3. Besondere Bezüge/Prozessuales

Der Rechtsweg zu den Arbeitsgerichten soll laut Gesetzesbegründung unberührt bleiben.[3] Eine ausdrückliche Regelung hierzu fehlt allerdings (anders als in Parallelregelungen in anderen Gesetzen, vgl. z. B. § 104 S. 2 UrhG). Insoweit erscheint die Zuständigkeit der Arbeitsgerichte in Geschäftsgeheimnisstreitsachen zweifelhaft, fehlt es doch an einer Zuständigkeitsregelung im ArbGG, wie diese beispielsweise in § 2 Abs. 2 ArbGG für Arbeitnehmererfindungssachen oder Urheberrechtsstreitsachen explizit vorgesehen ist. Die nach § 2 Abs. 3 ArbGG mögliche Zuständigkeitsbegründung sog. Zusammenhangsklagen scheitert an der ausdrücklichen Zuweisung von Geschäftsgeheimnisstreitsachen an die Landgerichte.[4]

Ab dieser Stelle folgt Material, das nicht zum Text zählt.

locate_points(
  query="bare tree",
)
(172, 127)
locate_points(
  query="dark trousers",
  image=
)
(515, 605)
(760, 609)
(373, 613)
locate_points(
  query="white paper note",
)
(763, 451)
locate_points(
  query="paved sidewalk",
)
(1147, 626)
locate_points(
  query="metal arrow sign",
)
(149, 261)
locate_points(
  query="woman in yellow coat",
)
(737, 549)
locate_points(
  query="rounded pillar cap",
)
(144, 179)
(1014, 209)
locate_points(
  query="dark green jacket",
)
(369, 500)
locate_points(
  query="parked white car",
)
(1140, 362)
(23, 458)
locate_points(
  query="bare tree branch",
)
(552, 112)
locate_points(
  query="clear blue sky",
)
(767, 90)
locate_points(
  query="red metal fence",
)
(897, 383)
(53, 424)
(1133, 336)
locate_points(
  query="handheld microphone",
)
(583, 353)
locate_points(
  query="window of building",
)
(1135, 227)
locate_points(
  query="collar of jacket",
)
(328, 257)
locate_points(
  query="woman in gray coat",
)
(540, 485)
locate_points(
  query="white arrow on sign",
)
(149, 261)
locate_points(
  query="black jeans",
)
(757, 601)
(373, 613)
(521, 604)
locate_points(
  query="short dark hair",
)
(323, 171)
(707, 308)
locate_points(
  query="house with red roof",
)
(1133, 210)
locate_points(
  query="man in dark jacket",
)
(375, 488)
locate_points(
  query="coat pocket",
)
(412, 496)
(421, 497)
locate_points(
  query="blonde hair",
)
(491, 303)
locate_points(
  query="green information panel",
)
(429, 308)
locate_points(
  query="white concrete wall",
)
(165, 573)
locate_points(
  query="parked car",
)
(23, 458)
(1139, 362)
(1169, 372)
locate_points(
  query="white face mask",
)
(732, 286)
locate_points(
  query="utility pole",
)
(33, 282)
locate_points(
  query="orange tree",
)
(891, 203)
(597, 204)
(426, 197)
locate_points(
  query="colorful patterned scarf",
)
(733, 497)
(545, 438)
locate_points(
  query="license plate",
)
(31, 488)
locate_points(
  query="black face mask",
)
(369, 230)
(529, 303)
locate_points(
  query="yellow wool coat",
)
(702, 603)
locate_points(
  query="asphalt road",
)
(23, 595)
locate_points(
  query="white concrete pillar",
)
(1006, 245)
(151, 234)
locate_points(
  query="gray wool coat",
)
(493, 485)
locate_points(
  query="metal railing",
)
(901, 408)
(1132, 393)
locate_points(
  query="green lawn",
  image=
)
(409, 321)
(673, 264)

Für die Begründung der Zuständigkeit ist allein der insoweit als zutreffend zu unterstellende Sachvortrag des Klägers und dessen objektive rechtliche Einordnung maßgeblich und ausreichend.[5] Ob sich der Sachvortrag als zutreffend oder die geltend gemachten Ansprüche aus diesem Gesetz als begründet darstellen, ist für die Zulässigkeit hingegen ohne Belang.

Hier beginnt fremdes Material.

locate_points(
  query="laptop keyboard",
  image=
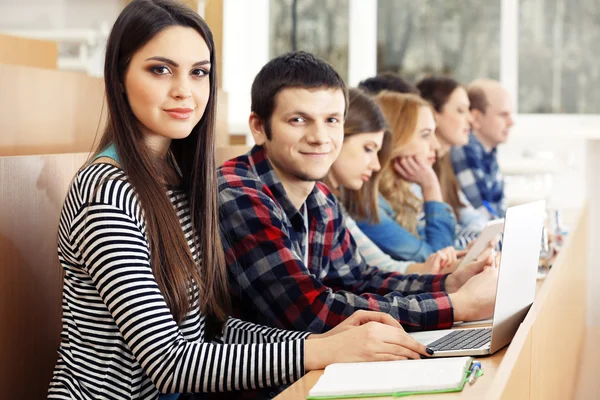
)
(462, 339)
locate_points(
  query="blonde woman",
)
(354, 179)
(409, 185)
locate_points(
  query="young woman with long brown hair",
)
(450, 103)
(145, 298)
(354, 178)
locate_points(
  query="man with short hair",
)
(476, 163)
(292, 262)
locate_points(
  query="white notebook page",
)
(391, 376)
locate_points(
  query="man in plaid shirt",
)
(476, 164)
(292, 262)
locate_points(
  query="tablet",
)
(489, 233)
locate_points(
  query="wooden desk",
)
(543, 358)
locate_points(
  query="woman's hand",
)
(413, 169)
(359, 318)
(442, 261)
(372, 341)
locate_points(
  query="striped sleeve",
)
(115, 252)
(240, 332)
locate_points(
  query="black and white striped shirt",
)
(119, 339)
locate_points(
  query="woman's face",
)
(424, 143)
(358, 160)
(167, 84)
(454, 120)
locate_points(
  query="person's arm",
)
(440, 225)
(243, 332)
(116, 256)
(394, 240)
(372, 254)
(275, 286)
(466, 178)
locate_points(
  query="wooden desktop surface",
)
(543, 358)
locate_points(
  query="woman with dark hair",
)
(354, 178)
(453, 120)
(145, 298)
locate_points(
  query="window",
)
(460, 38)
(559, 56)
(321, 28)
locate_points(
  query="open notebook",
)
(392, 378)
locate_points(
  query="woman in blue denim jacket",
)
(451, 105)
(414, 220)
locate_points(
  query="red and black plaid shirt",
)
(263, 234)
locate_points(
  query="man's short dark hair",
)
(386, 81)
(296, 69)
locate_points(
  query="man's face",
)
(307, 131)
(493, 126)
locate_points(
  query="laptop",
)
(515, 291)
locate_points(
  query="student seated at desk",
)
(476, 162)
(354, 179)
(451, 110)
(409, 186)
(292, 262)
(145, 295)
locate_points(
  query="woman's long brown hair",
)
(401, 112)
(176, 267)
(364, 116)
(437, 90)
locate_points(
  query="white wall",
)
(245, 51)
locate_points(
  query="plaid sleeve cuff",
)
(434, 283)
(439, 315)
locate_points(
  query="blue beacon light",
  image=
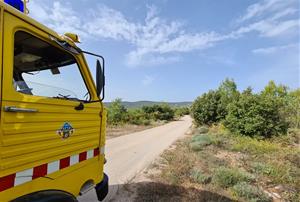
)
(17, 4)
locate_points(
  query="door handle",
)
(17, 109)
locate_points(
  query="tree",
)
(204, 109)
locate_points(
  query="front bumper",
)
(102, 188)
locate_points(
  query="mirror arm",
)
(102, 58)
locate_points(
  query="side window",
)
(44, 70)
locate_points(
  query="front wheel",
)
(102, 188)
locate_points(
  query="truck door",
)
(45, 111)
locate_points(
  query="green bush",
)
(202, 130)
(117, 113)
(159, 112)
(199, 177)
(205, 108)
(228, 177)
(256, 115)
(199, 142)
(181, 111)
(250, 193)
(211, 107)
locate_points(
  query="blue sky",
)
(176, 50)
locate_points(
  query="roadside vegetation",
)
(122, 120)
(244, 147)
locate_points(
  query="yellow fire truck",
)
(52, 131)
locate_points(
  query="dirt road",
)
(127, 155)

[1] Vgl. BGH, NJW 1980, 1224, 1225.

[2] Vgl. Gesetzentwurf der Bundesregierung, BT-Drs. 19/4724, S. 35.

[3] Gesetzentwurf der Bundesregierung, BT-Drs. 19/4724, S. 34.

[4] Vgl. zur Nichtanwendbarkeit von § 2 Abs. 3 ArbGG bei wettbewerbsrechtlichen Ansprüchen BAG, NZA 2010, 1086.

[5] Vgl. BGH, Beschluss vom 04.03.2004, Az. I ZR 50/03, GRUR 2004, 622 – ritter.de.